I would never dare tell anyone who cooked for me that I didn’t like their food. Growing up in a Filipino household had taught me that food = love. Instead of asking, “How are you?,” my parents would ask me, “Have you eaten?” In my family, it was our way of connecting across generational and cultural differences, so I always finished my plate even when the meal wasn’t my cup of tea.
Dinner time was a sacred time for my family. During the weekdays, my parents worked long hours, getting up early before I’d wake to commute into New York City and come home in the evening around 7:45 p.m. Most days I wouldn’t see them until dinner time. When I’d hear my mom's keys jingle at the door and my dad’s car pulling up into the driveway, my siblings and I would flock to the table. My nanny, who was more like a second mother to us, cooked our family’s meals, which included a weekly rotation of pork or chicken adobo, salmon sinigang, and bistek. We’d scoop mountains of rice and protein onto our plates and talk about what we did at school. At an early age, I connected food with being together with loved ones.

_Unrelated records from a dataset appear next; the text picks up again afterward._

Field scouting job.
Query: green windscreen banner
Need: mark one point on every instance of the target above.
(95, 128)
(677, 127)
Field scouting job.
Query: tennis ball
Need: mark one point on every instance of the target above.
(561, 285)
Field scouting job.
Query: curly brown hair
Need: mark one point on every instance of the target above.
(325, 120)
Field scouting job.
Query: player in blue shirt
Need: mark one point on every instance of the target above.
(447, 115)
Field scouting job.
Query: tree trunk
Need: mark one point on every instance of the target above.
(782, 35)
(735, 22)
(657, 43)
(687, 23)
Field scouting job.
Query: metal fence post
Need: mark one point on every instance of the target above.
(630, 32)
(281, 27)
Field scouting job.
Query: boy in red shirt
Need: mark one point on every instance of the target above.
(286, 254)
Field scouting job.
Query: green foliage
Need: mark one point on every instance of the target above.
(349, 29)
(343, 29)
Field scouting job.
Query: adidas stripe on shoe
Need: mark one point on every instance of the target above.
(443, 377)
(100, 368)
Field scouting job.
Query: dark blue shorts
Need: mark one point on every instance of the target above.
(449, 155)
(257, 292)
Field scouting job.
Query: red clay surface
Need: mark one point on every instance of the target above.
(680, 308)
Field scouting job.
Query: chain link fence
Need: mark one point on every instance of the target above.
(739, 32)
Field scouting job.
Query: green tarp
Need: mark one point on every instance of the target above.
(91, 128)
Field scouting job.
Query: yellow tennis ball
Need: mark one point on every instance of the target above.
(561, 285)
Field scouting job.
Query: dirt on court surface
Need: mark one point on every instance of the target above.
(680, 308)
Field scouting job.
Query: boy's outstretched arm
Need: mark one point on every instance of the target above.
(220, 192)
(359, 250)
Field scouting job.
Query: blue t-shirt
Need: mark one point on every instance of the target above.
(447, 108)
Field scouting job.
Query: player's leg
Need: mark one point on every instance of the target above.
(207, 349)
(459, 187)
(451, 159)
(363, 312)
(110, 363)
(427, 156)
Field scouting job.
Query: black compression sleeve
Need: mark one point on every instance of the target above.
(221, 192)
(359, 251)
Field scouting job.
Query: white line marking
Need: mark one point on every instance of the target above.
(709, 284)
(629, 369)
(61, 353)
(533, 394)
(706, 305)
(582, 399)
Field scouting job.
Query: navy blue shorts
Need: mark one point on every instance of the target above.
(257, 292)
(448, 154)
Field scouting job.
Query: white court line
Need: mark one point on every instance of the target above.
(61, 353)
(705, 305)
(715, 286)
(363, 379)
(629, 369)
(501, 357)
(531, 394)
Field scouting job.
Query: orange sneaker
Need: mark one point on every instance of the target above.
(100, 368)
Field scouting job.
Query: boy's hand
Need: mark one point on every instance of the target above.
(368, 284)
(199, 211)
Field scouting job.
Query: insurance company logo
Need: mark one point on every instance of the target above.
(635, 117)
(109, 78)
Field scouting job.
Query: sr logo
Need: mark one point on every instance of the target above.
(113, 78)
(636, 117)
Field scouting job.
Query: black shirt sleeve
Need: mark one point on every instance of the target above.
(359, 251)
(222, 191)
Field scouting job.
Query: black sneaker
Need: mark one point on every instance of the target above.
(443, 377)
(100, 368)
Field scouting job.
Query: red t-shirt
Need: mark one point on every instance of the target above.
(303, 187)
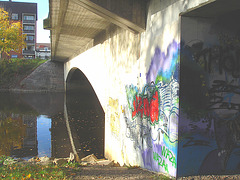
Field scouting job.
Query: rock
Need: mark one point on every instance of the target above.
(60, 162)
(90, 159)
(44, 160)
(105, 163)
(116, 164)
(9, 161)
(71, 157)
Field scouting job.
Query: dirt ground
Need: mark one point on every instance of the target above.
(119, 173)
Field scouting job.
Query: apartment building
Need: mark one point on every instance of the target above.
(27, 14)
(43, 50)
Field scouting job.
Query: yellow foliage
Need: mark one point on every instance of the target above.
(11, 37)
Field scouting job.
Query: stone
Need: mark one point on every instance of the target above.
(71, 157)
(105, 163)
(90, 159)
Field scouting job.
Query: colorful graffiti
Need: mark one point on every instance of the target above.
(210, 108)
(151, 115)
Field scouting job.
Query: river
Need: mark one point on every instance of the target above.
(50, 124)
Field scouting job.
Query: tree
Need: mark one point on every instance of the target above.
(11, 37)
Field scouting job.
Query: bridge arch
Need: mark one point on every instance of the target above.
(86, 112)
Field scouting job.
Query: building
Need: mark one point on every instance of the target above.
(27, 14)
(43, 51)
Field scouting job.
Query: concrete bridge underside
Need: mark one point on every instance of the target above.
(129, 51)
(77, 25)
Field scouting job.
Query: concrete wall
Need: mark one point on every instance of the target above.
(136, 78)
(209, 135)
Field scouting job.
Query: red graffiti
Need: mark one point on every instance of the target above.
(154, 107)
(142, 106)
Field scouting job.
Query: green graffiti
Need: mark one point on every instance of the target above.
(168, 155)
(160, 161)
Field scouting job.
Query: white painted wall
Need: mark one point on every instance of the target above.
(117, 70)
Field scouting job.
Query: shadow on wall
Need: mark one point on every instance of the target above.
(88, 115)
(209, 135)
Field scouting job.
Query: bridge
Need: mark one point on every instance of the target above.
(156, 68)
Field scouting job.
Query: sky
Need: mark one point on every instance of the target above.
(43, 8)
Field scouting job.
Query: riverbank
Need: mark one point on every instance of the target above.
(66, 168)
(12, 71)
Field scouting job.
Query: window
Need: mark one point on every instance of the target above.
(28, 27)
(28, 17)
(29, 38)
(14, 16)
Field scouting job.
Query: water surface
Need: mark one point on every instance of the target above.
(50, 124)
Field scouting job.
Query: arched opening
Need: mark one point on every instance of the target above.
(85, 114)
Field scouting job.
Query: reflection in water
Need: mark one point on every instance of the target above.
(44, 136)
(35, 125)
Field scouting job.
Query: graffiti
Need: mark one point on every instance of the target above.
(151, 114)
(160, 161)
(169, 155)
(114, 115)
(150, 110)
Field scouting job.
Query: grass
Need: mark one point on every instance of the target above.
(13, 69)
(23, 171)
(9, 169)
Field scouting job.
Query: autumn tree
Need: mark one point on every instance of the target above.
(11, 37)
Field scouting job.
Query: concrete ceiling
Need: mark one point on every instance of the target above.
(213, 9)
(74, 25)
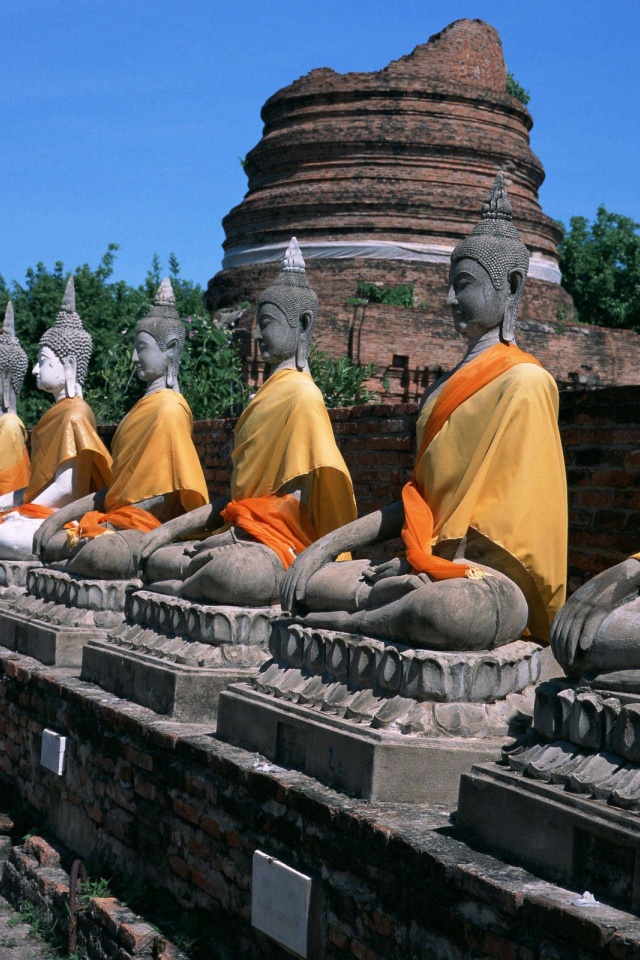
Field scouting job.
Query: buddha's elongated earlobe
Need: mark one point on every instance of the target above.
(70, 379)
(15, 358)
(70, 342)
(508, 325)
(301, 354)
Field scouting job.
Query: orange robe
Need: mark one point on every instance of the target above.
(491, 463)
(153, 454)
(285, 434)
(14, 459)
(65, 431)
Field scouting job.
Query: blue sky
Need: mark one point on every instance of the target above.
(124, 120)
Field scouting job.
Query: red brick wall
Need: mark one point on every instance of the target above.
(182, 813)
(405, 154)
(572, 352)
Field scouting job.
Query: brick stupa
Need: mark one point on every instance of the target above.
(379, 175)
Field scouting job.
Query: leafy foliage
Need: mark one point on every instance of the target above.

There was also the immigrant guilt of wasting food. As many kids of immigrant parents know, not finishing your plate was almost blasphemous. My parents would bring up how people in their home country often didn’t have any food, and I should be grateful to have a full plate. There's even a Filipino superstition that the rice you’ve left behind on your plate will be waiting for you in the afterlife, where you’ll be forced to pick up every single grain one by one. That imagery haunted me as a kid, so during most meals, my plate would be completely cleaned off. And as I grew up, it became a habit that was hard to break.